Namun, berbeda dengan hari ini. Ayah sempat mengirimkan pesan bahwa dia akan pulang lebih awal dari biasanya. Maka dari itu, Bunda sudah berada di sana lebih awal dari biasanya.
Suara pintu yang terbuka menarik perhatiannya. “Dari mana saja, Nu?”
Wisnu yang baru tiba, sontak melongok ke arah ruang keluarga. Dia menyunggingkan senyum pada Bunda. “Jalan-jalan, Bunda.”
Wanita dengan daster kuning dan roll rambut yang memenuhi kepalanya itu berkerut bingung. Padahal baru pagi tadi dia masih melihat wajah murung anak satu-satunya itu.
“Sama siapa?” tanya Bunda penasaran. “Raka? Pacarmu?”
Pria itu menaikkan dua jarinya, memilih opsi kedua yang disebutkan Bunda. Wisnu – masih bersama senyum tipisnya, duduk di sofa yang sedikit jauh dari Bunda. Tangannya bergerak mengirimkan pesan di ponselnya.
“Halah, gayamu! Kayak beneran punya pacar aja!”
Wisnu mendongak tak terima. “Emang beneran punya, Bun.”
“Terus, mana? Katanya mau dikenalin, kok lama sekali, Nu? Setahun loh kamu jawabannya nanti-nanti terus.”
Bunda bergerak mendekat pada Wisnu yang masih fokus pada ponselnya. “Nu.”
Mata Bunda memincing pada anaknya. Kedua tangannya terlipat di depan dada, tubuhnya perlahan condong pada Wisnu. “Jangan-jangan ….”
Wisnu kembali menyimpan ponselnya, menunggu lanjutan ucapan Bunda yang menggantung. “Jangan-jangan, apa?”
“Jangan-jangan, pacarmu lanang ya, Nu?

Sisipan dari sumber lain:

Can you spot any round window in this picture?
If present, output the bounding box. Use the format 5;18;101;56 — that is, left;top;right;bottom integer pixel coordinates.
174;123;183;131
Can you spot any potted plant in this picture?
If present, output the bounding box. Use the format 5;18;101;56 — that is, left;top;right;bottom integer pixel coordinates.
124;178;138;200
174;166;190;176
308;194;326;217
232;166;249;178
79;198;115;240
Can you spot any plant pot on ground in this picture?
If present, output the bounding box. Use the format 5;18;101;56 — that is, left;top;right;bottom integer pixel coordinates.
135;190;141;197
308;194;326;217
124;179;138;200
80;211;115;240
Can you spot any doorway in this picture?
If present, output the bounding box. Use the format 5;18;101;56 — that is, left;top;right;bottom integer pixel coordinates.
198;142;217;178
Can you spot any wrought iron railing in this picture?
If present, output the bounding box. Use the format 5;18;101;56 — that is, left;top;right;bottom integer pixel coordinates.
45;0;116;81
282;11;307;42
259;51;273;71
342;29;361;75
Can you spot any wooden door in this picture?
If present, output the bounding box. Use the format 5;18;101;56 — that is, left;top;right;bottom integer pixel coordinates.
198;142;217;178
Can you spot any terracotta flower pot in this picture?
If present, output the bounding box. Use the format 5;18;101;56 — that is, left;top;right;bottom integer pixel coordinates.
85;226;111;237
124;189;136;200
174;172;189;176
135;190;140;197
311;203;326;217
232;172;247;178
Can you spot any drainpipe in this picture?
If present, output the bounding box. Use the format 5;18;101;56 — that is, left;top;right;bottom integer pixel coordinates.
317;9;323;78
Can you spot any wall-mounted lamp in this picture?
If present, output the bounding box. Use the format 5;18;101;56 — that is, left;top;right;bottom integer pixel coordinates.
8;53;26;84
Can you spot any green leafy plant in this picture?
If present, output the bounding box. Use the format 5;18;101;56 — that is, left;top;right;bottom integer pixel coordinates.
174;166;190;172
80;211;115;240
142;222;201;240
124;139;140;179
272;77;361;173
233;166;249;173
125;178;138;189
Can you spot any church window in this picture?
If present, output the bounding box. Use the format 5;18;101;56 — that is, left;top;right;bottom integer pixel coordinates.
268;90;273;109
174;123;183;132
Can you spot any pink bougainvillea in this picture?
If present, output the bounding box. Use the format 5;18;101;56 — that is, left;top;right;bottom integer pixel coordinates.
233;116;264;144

Makanya kamu nggak bisa bawa dia ke sini!?”
Bunda memegangi dadanya dengan raut pongah atas argumennya sendiri. Kepalanya menggeleng pelan, seolah tak menyangka dengan jalan hidup anaknya.
“Wes! Nggak bisa kalau begini terus, kamu memang harus menikah, Nu! Bunda nggak mau kamu berbelok ke jalan yang salah.”
Wanita itu berdiri dari duduknya, memegangi kepalanya agar belasan roll rambut yang ada di sana tidak terjatuh. Langkahnya buru-buru pergi dari sana, meninggalkan Wisnu bersama acara komedi di televisi.
“Wisnu masih normal, Bunda! Masih suka perempuan! Pacar Wisnu juga perempuan!” seru Wisnu pada Bunda yang berada di pertengahan anak tangga.
Wanita itu kembali menoleh. "Dia menolak ajakanmu buat bertemu Bunda, toh?"
Wisnu sontak terdiam. Bagaimana bisa Bunda mengetahui hal itu?
"Cincin di kamarmu itu juga karena dia menolak ajakanmu untuk ke hubungan yang lebih serius kan?"
Bunda kembali berderap turun menghampiri anaknya. Dia memegang lengan Wisnu yang kini memandang padanya.
"Kalau dia saja nggak yakin, jangan dilanjutkan, Nu."
Wisnu menggeleng. "Dia cuma butuh waktu, Bun. Dia cuma butuh untuk merasa siap untuk bertemu Bunda dan Ayah."
Bunda terdiam sebentar sebelum menggeleng. "Katamu enam tahun, Nu. Enam tahun itu bukan waktu yang singkat untuk memutuskan kalian akan lanjut atau berpisah."
Suara langkah kaki terdengar dari arah pintu rumah. Ayah sudah tiba di sana dan mendengar semuanya.
Sambil melepas kancing teratasnya, dia berkata, "Minggu depan kita ke Malang."
"Menikahlah dengan pilihan Ayah dan Bunda, Nu. Kami yakin, kamu akan lebih bahagia daripada dengan pasanganmu yang sekarang."